Further complicating our response, hundreds of people continued to pour over the border into Lebanon on a daily basis. In a ten-day period in November alone, some 20,000 refugees fled into Arsal, following the launch of a fresh military offensive in the Qualamoun region.
Most newly arriving families faced the winter with few or no possessions and no place to live – we provided hundreds of specially reinforced shelter kits that allowed them to protect their families against the cold and wet, as well as non food items including kitchen sets, mattresses and blankets and basic hygiene kits.

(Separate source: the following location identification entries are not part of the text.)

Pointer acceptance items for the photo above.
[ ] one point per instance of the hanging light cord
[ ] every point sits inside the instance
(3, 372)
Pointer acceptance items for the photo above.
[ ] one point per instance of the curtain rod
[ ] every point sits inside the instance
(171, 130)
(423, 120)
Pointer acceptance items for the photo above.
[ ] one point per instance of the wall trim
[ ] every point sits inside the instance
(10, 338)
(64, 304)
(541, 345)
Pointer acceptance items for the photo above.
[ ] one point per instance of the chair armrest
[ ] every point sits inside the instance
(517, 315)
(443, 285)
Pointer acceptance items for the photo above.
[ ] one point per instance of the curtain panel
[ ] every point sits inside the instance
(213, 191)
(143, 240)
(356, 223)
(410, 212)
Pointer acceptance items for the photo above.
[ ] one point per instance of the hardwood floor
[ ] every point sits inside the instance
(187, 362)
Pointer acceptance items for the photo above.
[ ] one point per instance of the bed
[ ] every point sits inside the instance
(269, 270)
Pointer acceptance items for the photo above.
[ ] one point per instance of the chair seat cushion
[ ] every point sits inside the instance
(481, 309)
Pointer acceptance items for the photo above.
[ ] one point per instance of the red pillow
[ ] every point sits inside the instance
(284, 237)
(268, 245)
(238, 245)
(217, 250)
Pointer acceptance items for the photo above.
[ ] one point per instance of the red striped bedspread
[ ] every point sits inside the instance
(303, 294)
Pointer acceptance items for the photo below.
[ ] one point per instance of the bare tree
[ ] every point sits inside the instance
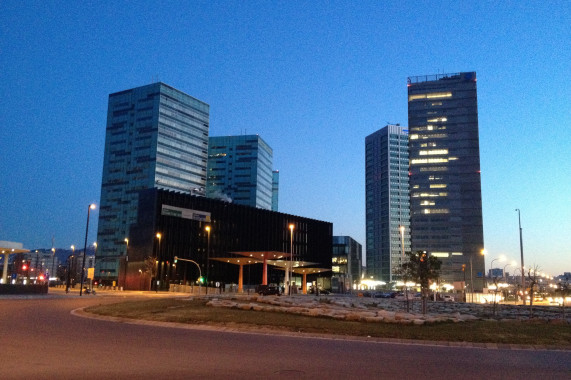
(422, 268)
(532, 276)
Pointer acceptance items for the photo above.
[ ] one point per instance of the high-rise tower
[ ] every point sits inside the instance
(240, 170)
(445, 189)
(387, 202)
(156, 136)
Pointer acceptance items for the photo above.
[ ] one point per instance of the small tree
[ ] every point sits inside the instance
(422, 269)
(532, 277)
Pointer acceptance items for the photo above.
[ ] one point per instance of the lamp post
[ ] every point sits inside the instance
(89, 208)
(291, 226)
(157, 258)
(69, 266)
(521, 252)
(53, 264)
(207, 228)
(126, 263)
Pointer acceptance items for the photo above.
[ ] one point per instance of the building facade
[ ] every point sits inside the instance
(445, 189)
(275, 189)
(346, 260)
(174, 224)
(240, 170)
(156, 137)
(387, 202)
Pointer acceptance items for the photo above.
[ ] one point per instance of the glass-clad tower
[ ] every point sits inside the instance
(446, 200)
(346, 264)
(240, 170)
(387, 202)
(156, 136)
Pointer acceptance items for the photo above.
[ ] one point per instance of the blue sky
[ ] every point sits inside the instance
(313, 78)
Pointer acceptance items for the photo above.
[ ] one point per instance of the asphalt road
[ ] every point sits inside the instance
(40, 338)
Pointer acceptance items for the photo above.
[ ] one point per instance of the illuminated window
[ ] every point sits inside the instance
(433, 152)
(434, 169)
(433, 95)
(417, 161)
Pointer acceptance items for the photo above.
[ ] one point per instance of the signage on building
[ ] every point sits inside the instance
(185, 213)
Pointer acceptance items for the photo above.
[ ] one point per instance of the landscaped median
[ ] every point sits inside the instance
(335, 308)
(327, 316)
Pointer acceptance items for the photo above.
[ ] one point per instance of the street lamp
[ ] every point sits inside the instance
(126, 263)
(291, 226)
(53, 265)
(69, 266)
(207, 228)
(158, 256)
(89, 208)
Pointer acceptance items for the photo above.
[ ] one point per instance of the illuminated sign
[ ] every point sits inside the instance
(185, 213)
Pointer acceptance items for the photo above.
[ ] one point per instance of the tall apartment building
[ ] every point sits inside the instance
(445, 190)
(387, 202)
(156, 137)
(240, 170)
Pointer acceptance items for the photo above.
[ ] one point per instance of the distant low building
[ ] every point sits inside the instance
(346, 264)
(173, 224)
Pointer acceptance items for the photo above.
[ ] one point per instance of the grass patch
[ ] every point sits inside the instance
(196, 312)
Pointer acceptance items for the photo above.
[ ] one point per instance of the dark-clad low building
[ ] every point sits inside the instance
(171, 224)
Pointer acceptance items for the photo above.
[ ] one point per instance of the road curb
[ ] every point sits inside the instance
(80, 312)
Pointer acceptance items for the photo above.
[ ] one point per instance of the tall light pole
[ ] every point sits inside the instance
(89, 208)
(159, 236)
(207, 228)
(484, 252)
(53, 264)
(521, 252)
(291, 226)
(126, 263)
(69, 266)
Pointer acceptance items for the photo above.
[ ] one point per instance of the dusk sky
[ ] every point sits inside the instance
(312, 78)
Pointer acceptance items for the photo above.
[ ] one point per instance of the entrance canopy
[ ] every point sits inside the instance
(273, 258)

Through our FSL team, we also provided a $150 initial cash payment to help meet their immediate needs at a time when costs are highest and employment opportunities are even scarcer. Meanwhile our FSL winterization cash and blankets programme is providing the most vulnerable families with between $550 and $1,200 to help them buy fuel and other essentials to help keep their children warm throughout the winter.
While our winterization project is ongoing and we continue to target new arrivals and vulnerable families in need of shelter support, the Lebanon shelter team has already exceeded its targets for supporting vulnerable households living in sub-standard shelters.